Manage the availability of your Azure VMs

Often, the success of a services company is directly related to the service level agreements (SLA) the company has with its customers. Your customers expect the services you provide always to be available and their data kept safe. This is something that Microsoft takes very seriously. Azure provides tools you can use to manage availability, data security, and monitoring, so you know your services are always available for your customers.

Administration of an Azure VM isn't limited to managing the operating system or software that runs on the VM. It helps to know which services Azure provides that ensure service availability and support automation. These services help you to plan your organization's business continuity and disaster recovery strategy.

Here, we'll cover an Azure service that helps you improve VM availability, streamlines VM management tasks, and keeps your VM data backed up and safe. Let's start by defining availability.

What is availability?

Availability is the percentage of time a service is available for use.

Let's assume you have a website and you want your customers to be able to access information at all times. Your expectation is 100% availability concerning website access.

Why do I need to think about availability when using Azure?

Azure VMs run on physical servers hosted within the Azure Datacenter. As with most physical devices, there's a chance that there could be a failure. If the physical server fails, the virtual machines hosted on that server will also fail. If this happens, Azure will move the VM to a healthy host server automatically. However, this self-healing migration could take several minutes, during which, the application(s) hosted on that VM will not be available.

The VMs could also be affected by periodic updates initiated by Azure itself. These maintenance events range from software updates to hardware upgrades and are required to improve platform reliability and performance. These events usually are performed without impacting any guest VMs, but sometimes the virtual machines will be rebooted to complete an update or upgrade.

Note

Microsoft does not automatically update your VM's OS or software. You have complete control and responsibility for that. However, the underlying software host and hardware are periodically patched to ensure reliability and high performance at all times.

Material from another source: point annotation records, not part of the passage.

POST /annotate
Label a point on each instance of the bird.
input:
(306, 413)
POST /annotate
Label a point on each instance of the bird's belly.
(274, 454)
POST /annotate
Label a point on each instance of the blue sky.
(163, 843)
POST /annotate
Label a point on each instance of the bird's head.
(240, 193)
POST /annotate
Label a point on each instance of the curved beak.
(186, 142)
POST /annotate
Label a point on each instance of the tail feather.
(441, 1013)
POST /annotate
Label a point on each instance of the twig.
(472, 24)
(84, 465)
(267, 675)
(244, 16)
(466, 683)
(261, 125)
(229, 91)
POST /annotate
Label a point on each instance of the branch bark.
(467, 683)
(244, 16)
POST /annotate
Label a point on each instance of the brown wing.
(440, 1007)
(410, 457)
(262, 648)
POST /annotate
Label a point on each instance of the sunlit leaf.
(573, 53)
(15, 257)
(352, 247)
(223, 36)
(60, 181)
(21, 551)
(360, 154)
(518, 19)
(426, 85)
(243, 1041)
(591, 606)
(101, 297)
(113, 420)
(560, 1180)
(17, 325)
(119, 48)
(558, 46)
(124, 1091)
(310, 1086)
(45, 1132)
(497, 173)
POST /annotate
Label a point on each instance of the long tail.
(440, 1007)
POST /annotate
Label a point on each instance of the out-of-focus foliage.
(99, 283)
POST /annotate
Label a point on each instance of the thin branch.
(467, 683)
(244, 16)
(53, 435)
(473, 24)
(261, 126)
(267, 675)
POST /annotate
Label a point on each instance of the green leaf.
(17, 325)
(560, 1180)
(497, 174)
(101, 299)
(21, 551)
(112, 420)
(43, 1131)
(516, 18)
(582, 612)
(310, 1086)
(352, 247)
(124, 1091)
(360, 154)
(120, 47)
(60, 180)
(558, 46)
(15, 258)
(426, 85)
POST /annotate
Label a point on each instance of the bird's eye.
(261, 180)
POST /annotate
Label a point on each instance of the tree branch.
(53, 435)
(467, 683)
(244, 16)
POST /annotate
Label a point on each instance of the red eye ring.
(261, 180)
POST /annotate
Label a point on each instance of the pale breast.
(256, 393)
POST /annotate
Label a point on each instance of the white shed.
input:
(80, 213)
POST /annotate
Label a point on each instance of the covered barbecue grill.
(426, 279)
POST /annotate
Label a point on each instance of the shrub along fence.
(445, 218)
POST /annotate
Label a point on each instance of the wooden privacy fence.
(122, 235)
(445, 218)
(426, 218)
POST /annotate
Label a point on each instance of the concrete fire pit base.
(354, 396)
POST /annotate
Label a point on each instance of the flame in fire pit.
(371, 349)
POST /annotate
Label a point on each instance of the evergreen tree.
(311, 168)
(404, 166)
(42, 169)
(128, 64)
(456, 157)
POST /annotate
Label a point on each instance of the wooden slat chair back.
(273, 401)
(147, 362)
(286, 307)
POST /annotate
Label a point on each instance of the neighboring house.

To ensure your services aren't interrupted and avoid a single point of failure, it's recommended to deploy at least two instances of each VM. This feature is called an availability set.

What is an availability set?

An availability set is a logical feature used to ensure that a group of related VMs are deployed so that they aren't all subject to a single point of failure and not all upgraded at the same time during a host operating system upgrade in the datacenter. VMs placed in an availability set should perform an identical set of functionalities and have the same software installed.

Tip

Microsoft offers a 99.95% external connectivity service level agreement (SLA) for multiple-instance VMs deployed in an availability set. That means that for the SLA to apply, there must be at least two instances of the VM deployed within an availability set.

You can create availability sets through the Azure portal in the disaster recovery section. Also, you can build them using Resource Manager templates, or any of the scripting or API tools. When you place VMs into an availability set, Azure guarantees to spread them across Fault Domains and Update Domains.

What is a fault domain?

A fault domain is a logical group of hardware in Azure that shares a common power source and network switch. You can think of it as a rack within an on-premises datacenter. The first two VMs in an availability set will be provisioned into two different racks so that if the network or the power failed in a rack, only one VM would be affected. Fault domains are also defined for managed disks attached to VMs.

An illustration showing two fault domains with two virtual machines each. The two top virtual machines from each fault domain host Internet information service and are part of a common availability set. The next two virtual machines in each domain host SQL database and are part of another availability set.

What is an update domain?

An update domain is a logical group of hardware that can undergo maintenance or be rebooted at the same time. Azure will automatically place availability sets into update domains to minimize the impact when the Azure platform introduces host operating system changes. Azure then processes each update domain one at a time.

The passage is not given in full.